Access the Dataset tab in your ONE AI workspace to prepare your visual training data.

Training Data View

  • You can simply drag and drop your image files to import them.
  • You can Import Files or Import Folders to load unlabeled image data directly from your device.
  • The Import Dataset feature can be used to load a labeled dataset.
  • You can use the Camera Tool in the AI tab to capture images directly within ONE AI for real-time data collection.
  • You can use the Spectrogram Generator to convert audio or time series data to images.

1.1 Dataset Import

When you press the Import Existing Dataset button, the following window opens:

Dataset Import

You need to select the directory to import as well as the format of your annotations. Currently, we support the formats YOLO, COCO and Pascal Voc as well as Classification datasets that contain one directory for each class.

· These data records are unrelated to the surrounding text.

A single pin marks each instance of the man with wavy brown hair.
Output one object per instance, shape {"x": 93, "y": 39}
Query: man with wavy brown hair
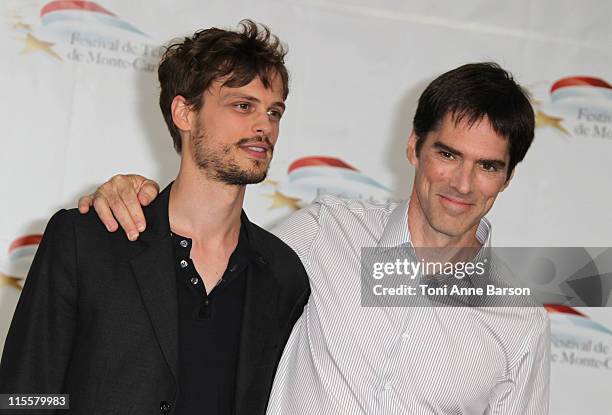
{"x": 193, "y": 317}
{"x": 472, "y": 127}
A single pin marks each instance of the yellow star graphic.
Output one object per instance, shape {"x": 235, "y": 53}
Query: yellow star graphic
{"x": 544, "y": 120}
{"x": 10, "y": 281}
{"x": 281, "y": 200}
{"x": 21, "y": 25}
{"x": 33, "y": 44}
{"x": 270, "y": 182}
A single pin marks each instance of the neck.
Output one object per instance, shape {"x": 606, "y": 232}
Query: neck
{"x": 423, "y": 235}
{"x": 204, "y": 209}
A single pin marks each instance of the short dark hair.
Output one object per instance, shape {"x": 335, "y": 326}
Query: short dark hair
{"x": 189, "y": 67}
{"x": 472, "y": 92}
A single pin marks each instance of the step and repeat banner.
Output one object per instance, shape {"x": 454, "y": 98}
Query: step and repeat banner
{"x": 79, "y": 105}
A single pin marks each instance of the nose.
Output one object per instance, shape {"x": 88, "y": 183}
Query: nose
{"x": 263, "y": 125}
{"x": 462, "y": 178}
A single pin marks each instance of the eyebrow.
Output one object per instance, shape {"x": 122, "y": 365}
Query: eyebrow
{"x": 253, "y": 99}
{"x": 499, "y": 164}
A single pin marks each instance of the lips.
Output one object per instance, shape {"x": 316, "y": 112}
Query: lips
{"x": 256, "y": 149}
{"x": 455, "y": 205}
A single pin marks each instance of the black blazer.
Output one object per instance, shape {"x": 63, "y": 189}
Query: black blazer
{"x": 98, "y": 318}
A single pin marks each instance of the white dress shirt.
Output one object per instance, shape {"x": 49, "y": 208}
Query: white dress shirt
{"x": 342, "y": 358}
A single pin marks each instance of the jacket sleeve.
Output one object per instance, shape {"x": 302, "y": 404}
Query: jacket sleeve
{"x": 39, "y": 342}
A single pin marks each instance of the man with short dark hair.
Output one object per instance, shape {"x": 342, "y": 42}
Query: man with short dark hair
{"x": 193, "y": 317}
{"x": 472, "y": 126}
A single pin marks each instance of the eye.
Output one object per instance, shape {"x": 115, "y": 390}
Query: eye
{"x": 275, "y": 114}
{"x": 446, "y": 154}
{"x": 488, "y": 167}
{"x": 243, "y": 106}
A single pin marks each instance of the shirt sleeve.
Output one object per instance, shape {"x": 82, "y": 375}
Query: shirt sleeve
{"x": 527, "y": 389}
{"x": 39, "y": 343}
{"x": 300, "y": 230}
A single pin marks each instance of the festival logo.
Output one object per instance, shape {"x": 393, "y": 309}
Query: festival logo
{"x": 576, "y": 106}
{"x": 20, "y": 255}
{"x": 83, "y": 32}
{"x": 577, "y": 340}
{"x": 309, "y": 177}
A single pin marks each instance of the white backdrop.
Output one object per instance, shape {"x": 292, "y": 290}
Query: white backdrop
{"x": 80, "y": 104}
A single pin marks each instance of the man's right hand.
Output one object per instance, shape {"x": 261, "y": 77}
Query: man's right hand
{"x": 120, "y": 199}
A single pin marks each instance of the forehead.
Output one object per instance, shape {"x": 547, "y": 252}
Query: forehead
{"x": 478, "y": 139}
{"x": 255, "y": 88}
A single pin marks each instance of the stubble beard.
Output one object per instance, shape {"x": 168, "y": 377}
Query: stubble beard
{"x": 217, "y": 164}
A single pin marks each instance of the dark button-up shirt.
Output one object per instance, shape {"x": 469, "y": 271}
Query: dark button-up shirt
{"x": 209, "y": 330}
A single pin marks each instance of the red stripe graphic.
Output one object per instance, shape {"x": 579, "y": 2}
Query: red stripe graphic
{"x": 580, "y": 81}
{"x": 319, "y": 161}
{"x": 74, "y": 5}
{"x": 25, "y": 241}
{"x": 557, "y": 308}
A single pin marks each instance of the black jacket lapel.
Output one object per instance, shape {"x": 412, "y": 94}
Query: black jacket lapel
{"x": 155, "y": 274}
{"x": 259, "y": 321}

Check out our examples like if you don't have a dataset and want to try ONE AI:

  1. A quality control of potato chips
  2. A detection of handwritten digits
  3. An object detection of dice

1.2 Camera Tool

You can use OneWare Studio's integrated Camera Tool to record images for your dataset. The camera tool allows you to configure camera settings and record images from multiple cameras simultaneously.

Camera Tool Selection

When you start the camera tool, you first need to add the cameras to your workspace. Select the camera that you want to use in the dropdown menu and click on the plus icon. You can use the play icon on the bottom of the camera window to start and stop the live preview. By clicking on the gear icon, you can enter the camera configuration menu.

Camera Tool Configuration

The camera configuration menu allows you to customize your camera settings. You can create different presets that can be exported and imported. You are also able to crop the image. You can draw the area you are interested in onto the preview or set its coordinates at the bottom of the settings list.
For our example, we increased the the camera's brightness and contrast. This brightens the white background and makes it easier for the AI model to recognize the numbers. We also added a crop to select a square region from the rectangular camera image.

Camera Tool Capture

To record images, we need to go to the Capture tab. You can record images by clicking on the camera icon, which updates the preview. This records an image from all cameras simultaneously. You need to select the directory where you want to add them and click on the save icon to save them. The images are automatically named with the timestamp they were captured at, so you don't need to enter names manually.

1.3 Spectrogram Generator

Spectrogram Generator

The spectrogram generator supports converting audio or CSV files to spectrogram images. You can decide, whether the generated spectrograms are added to the train, test or validation dataset. Furthermore, you need to provide the sampling rate of your data.

2. Choose Labeling Mode

Label Mode

  • Classes: Each image is assigned to one or more classes.
  • Objects: Individual objects are selected in the images by drawing boxes around them.

3. Divide Your Dataset

Dividing your data into separate subsets is crucial for building reliable AI models. Follow these steps to split your data effectively.

3.1 Training Set

The training set teaches your AI what to recognize - it's your model's foundation.
Use about 70% of your total dataset with properly labeled images. Ideally it should include at least 50 images per class. More variety means better real-world performance.

3.2 Validation Set

The validation set monitors your model's performance on unseen data during training.
This evaluates performance without direct training involvement. Labels are required for the validation set as well to monitor the AI performance on unseen data while training.

Validation Set Settings

Using Validation Split: If you don't have separate validation images, you can enable Use Validation Split to auto-divide your training set:

  • 20% for standard datasets
  • 30% for small datasets
  • 10% for large datasets

3.3 Test Set

The test set provides a final performance evaluation after training. It is important to keep this set completely separate from training and validation data to get an objective evaluation. Providing labels is optional but highly recommended. Otherwise, you need to manually look through the predictions instead of getting a quantitative result.
To get an accurate evaluation on how the model will perform for your application, it is important to ensure that the test data represents the real-world deployment conditions. This organized approach ensures your AI model will be robust, accurate, and ready for real-world deployment with ONE AI.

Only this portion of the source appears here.